17 comments

[ 5.3 ms ] story [ 52.9 ms ] thread
I like this. I once heard an anecdote from an AWS solution architect that they’re launching products so fast, they have real problems keeping up with it and keeping their staff trained.

The situation for us, however, is even worse: we’re expected to keep up to date with all these products, ideally across all cloud platforms. I find it simply impossible to keep up, and I appreciate this.

Thank you for the positive feedback, I really appreciate it! Creating this newsletter takes quite a bit of time expecially when there are a lot of announcements so it's great to hear that it's useful for someone besides myself.
A good example of this is AWS’ own Cloud Practitioner curriculum course topics versus what actually appears in the Cloud Practitioner exam. I scored a 100% on the knowledge check at the end of the course but a 70% on the proctored exam after missing quite a few questions about services that weren’t discussed in the study materials because the questions were covering comparatively new AWS services compared to what was in their own training material.
I've heard that it goes the other way, too: If you actually use AWS day-to-day, then you can have trouble on the exams because the exam is months out of date. So ex. if a service has some shortcoming and then they fix it, the exam might still expect you to say that the service can't do X.
>I find it simply impossible to keep up

How so? There are so many blogs, podcasts, news feeds, and youtube channels about clouds.

https://aws.amazon.com/blogs even have a RSS feed for lazy persons

I would say you have probably answered your own question: There are so many blogs, podcasts, news feeds, and youtube channels that it often feels hard to stay on top of exactly what is relevant.
Blogs aren't training material. Blogs are a story arc, and story arc TV shows tend to have problems courting new viewers in later seasons. People drop in, have absolutely no idea what's going on, and leave.
(comment deleted)
Anecdotally, I've met a couple at the party held by a common buddy who were sales managers at IBM and brought them the news that their company has a public cloud which went GA 6 months ago.
Happy accident, or on purpose?

If you can't even keep up with one vendor, then you'll have to choose one to pay attention to and give up on tracking the rest...
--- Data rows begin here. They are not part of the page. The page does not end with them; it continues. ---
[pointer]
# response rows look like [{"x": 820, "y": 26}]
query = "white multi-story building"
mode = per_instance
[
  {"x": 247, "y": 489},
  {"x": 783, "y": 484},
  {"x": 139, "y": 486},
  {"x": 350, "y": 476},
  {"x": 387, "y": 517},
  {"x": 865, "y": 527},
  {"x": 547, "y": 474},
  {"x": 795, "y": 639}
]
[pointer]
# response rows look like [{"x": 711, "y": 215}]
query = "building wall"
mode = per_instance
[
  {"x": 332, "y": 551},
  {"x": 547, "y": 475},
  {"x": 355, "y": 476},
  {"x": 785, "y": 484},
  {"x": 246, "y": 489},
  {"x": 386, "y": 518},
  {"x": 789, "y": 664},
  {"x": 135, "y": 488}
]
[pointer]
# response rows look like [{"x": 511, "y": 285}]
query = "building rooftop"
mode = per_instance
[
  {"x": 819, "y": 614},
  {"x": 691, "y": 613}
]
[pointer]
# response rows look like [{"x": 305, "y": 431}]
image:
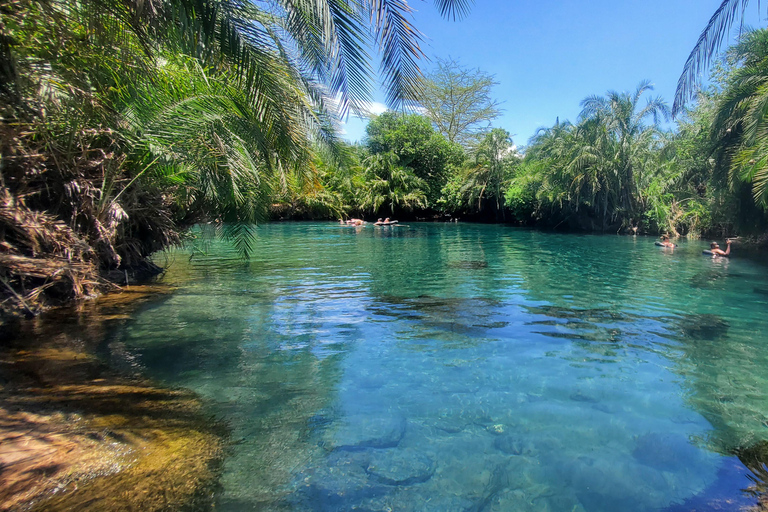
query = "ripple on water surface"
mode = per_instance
[{"x": 468, "y": 368}]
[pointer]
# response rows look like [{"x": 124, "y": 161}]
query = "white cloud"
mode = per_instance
[{"x": 375, "y": 108}]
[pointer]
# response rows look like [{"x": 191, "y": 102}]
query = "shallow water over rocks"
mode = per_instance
[{"x": 468, "y": 368}]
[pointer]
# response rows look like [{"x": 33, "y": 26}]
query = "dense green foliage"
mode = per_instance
[{"x": 126, "y": 122}]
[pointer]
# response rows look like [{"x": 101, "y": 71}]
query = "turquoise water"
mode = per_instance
[{"x": 467, "y": 368}]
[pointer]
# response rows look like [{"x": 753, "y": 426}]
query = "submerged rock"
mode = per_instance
[
  {"x": 704, "y": 327},
  {"x": 363, "y": 432},
  {"x": 512, "y": 445},
  {"x": 666, "y": 452},
  {"x": 74, "y": 435},
  {"x": 400, "y": 467}
]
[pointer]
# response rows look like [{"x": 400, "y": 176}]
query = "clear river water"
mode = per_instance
[{"x": 459, "y": 367}]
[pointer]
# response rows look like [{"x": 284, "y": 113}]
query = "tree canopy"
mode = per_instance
[{"x": 459, "y": 101}]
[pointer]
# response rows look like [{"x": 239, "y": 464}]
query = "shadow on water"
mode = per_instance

> The announcement does not specify whether this will also work with EKS (Kubernetes) Fargate but the mounts appear to be on the container level. Given this it seems likely that this will work for EKS also. If you have definitive information about this please let me know and I will send an update next week.

If I remember correctly, EFS is distributed NFS. If they support automatically provisioning AWS EBS blocks, mounting them into a fargate instance, and specifying IOPS/transfer speed/replication they'd surpass most of the offerings from other clouds platforms. Provisioning local/distributed storage (fs & block) is a massive pain in most clouds. AWS is one of the few clouds that I've used that let you provision IOPS and bandwidth. If you can provision block, file system, distributed, local, and specify performance requirements you'd be able to make some really efficient systems with no external DBs.

edited: typo NTFS->NFS

> EFS is distributed NTFS

I'm 99.999% sure this is a straightforward typo, but it's NFS (Network File System) not NTFS (the Windows NT File System).

Yep, too early and too little coffee. s/ntfs/nfs/g
You are correct on most points. I am actually looking at spinning up a basic EKS Fargate service to see if I can mount an EFS file system there also.
I think this kind of sites are valuable as it is quite hard to keep track of the ever changing IT world.

In the beginning of this year we started https://nativecloud.dev/ which is a weekly curated list of noteworthy articles and tools of the cloud native world. We aim to publish every sunday.

I also recommend https://devopsish.com/ which is always on point.

DevOpsIsh is great, I am a subscriber there also. I started ThisWeekInDevops to serve a slightly different need for a similar audience. I wanted to keep up with just new announcements in the Cloud/DevOps space but without filtering all the content marketing that passes for announcements these days.

There was nothing out there quite like what I wanted so I started it myself. I focus on really only covering actual NEW stuff and filtering out the existing stuff.